Constraints on neutrino and dark radiation interactions using cosmological observations

TL;DR

This paper uses recent cosmological data to constrain the properties of dark radiation, specifically the neutrino-like components, revealing deviations from the standard non-interacting neutrino model and exploring potential new physics.

Contribution

First to constrain the dark radiation rest-frame sound speed and viscosity parameters using current CMB and LSS data, providing insights into neutrino properties and beyond-standard-model physics.

Findings

Standard neutrino model ruled out at 99% confidence level

Measured ceff^2 = 0.30 with small uncertainties

Measured cvis^2 = 0.44 with larger uncertainties

Abstract

Observations of the cosmic microwave background (CMB) and large-scale structure (LSS) provide a unique opportunity to explore the fundamental properties of the constituents that compose the cosmic dark radiation background (CDRB), of which the three standard neutrinos are thought to be the dominant component.
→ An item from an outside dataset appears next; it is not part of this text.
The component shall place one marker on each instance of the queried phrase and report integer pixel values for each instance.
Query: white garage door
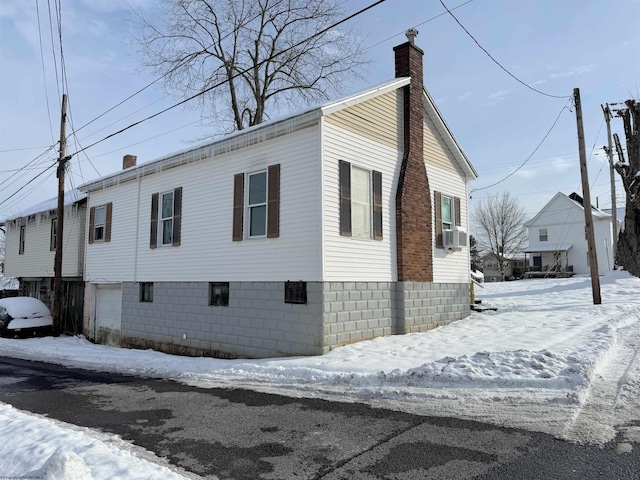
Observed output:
(108, 311)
We report on the first constraint to the CDRB rest-frame sound speed, ceff^2, using the most recent CMB and LSS data. Additionally, we report improved constraints to the CDRB viscosity parameter, cvis^2. For a non-interacting species, these parameters both equal 1/3. Using current data we find that a standard CDRB, composed entirely of three non-interacting neutrino species, is ruled out at the 99% confidence level (C.L.) with ceff^2 = 0.30 +0.027 -0.026 and cvis^2 = 0.44 +0.27 -0.21 (95% C.L.). We also discuss how constraints to these parameters from current and future observations (such as the Planck satellite) allow us to explore the fundamental properties of any anomalous radiative energy density beyond the standard three neutrinos.